ウルフルズが1992年に発表したファーストアルバム『爆発オンパレード』に収録され、その後もバンドの歩みとともに何度もセルフカバーされ、ほぼすべてのライブで演奏されてきた伝説的なソウル・バラード『いい女』。この曲を聴くと、私は1990年代のエネルギーと混沌に包まれていた東京の街と、そこで懸命に生きていた人々の姿を思い出します。当時、何者かになりたかった私は、大都会の速い流れに追いつこうと必死でした。東京での暮らしは刺激的でしたが、同時に自分の無力さや焦燥感を突きつけられる厳しい場所でもありました。そんな都会の喧騒の中で、自らの力で立ち、誰かに依存することなく自立して生きていた女性たちの姿は、ただ華やかに見えるだけでなく、私自身の未熟さを照らし出す灯火のようでもありました。

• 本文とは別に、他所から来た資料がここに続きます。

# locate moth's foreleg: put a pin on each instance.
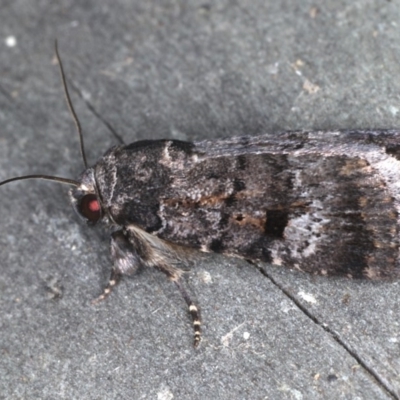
(125, 259)
(194, 312)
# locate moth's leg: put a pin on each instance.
(194, 312)
(125, 259)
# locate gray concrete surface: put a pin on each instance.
(187, 70)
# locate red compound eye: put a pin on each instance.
(90, 207)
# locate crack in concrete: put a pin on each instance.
(332, 333)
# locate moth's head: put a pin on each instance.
(85, 198)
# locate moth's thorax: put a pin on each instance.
(130, 180)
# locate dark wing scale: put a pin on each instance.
(291, 200)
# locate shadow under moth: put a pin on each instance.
(324, 202)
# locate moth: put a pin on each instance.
(323, 202)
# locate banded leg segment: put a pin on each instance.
(125, 259)
(194, 312)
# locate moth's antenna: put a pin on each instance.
(70, 106)
(46, 177)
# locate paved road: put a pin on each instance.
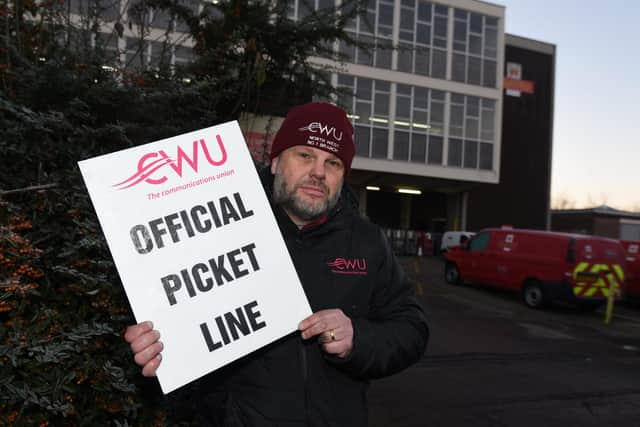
(493, 362)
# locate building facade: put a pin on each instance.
(427, 115)
(439, 145)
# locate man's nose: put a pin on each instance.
(318, 169)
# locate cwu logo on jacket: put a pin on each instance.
(348, 266)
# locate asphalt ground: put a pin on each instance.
(492, 361)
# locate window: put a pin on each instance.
(475, 48)
(471, 129)
(480, 242)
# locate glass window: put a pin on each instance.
(401, 146)
(437, 112)
(385, 14)
(418, 147)
(345, 80)
(457, 115)
(365, 54)
(471, 154)
(475, 25)
(440, 29)
(441, 10)
(439, 64)
(383, 54)
(480, 242)
(380, 143)
(424, 11)
(422, 61)
(455, 152)
(460, 14)
(403, 107)
(488, 117)
(363, 88)
(475, 44)
(423, 34)
(489, 74)
(460, 31)
(458, 68)
(363, 111)
(420, 117)
(435, 150)
(486, 156)
(421, 98)
(405, 58)
(381, 106)
(474, 71)
(406, 19)
(471, 128)
(473, 106)
(362, 141)
(404, 89)
(491, 38)
(382, 86)
(348, 51)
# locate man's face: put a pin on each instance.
(307, 182)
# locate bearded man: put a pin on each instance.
(366, 322)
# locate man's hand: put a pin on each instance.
(333, 329)
(145, 346)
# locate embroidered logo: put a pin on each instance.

この楽曲が描くのは、地位や名誉、あるいは物質的な条件といった外側の飾りを取り払った先にある、人間の心根の美しさや純粋さを讃える、きわめてストレートな人間賛歌です。デビュー当時は派手なプロモーションやシングルカットこそされなかったものの、バンドの歴史とともにほぼすべてのライブで演奏され、ファンとメンバーの手によって大切に育てられてきたこの曲には、時代を経ても色褪せない普遍的な魅力が詰まっています。静岡県磐田市に戻り、介護事業や不動産事業を通じて数多くの人生の岐路や家族の記憶に向き合うようになった今、この曲を改めて聴き直すと、そこには単なる男女の恋愛感情を超えた、「他者の生き方への深い敬意」と「その人が紡いできた歴史への祝福」が静かに、しかし力強く流れていることに気づかされます。本稿では、このソウルフルなバラードの音楽的特徴を深く紐解きながら、90年代の東京の記憶、そして磐田での介護と不動産の現場で日々向き合っている人々の温かな物語を半分ずつ重ね合わせ、大人になった今だからこそ心に染みるこの歌の本当の価値を考察します。
R&Bやソウルを土台とする『いい女』の音楽的魅力と背景
『いい女』は、ウルフルズが1992年6月17日にリリースした1stオリジナルアルバム『爆発オンパレード』のハイライトを飾るスロウ・バラードです。同年のデビューシングル『やぶれかぶれ』が初期衝動的なロックンロールであったのに対し、この曲は彼らの音楽的バックボーンである1960年代のクラシックソウルやモータウン、R&Bの熱いスピリットを濃厚に体現しています。トータス松本による作詞・作曲のもとで生み出されたこのメロディは、泥臭くも圧倒的にロマンチックであり、聴き手の心を掴んで離しません。彼のハスキーで情熱的な歌声は、感情を綺麗に整えて歌うのではなく、喉を枯らさんばかりの熱量で生の想いを絞り出すように響きます。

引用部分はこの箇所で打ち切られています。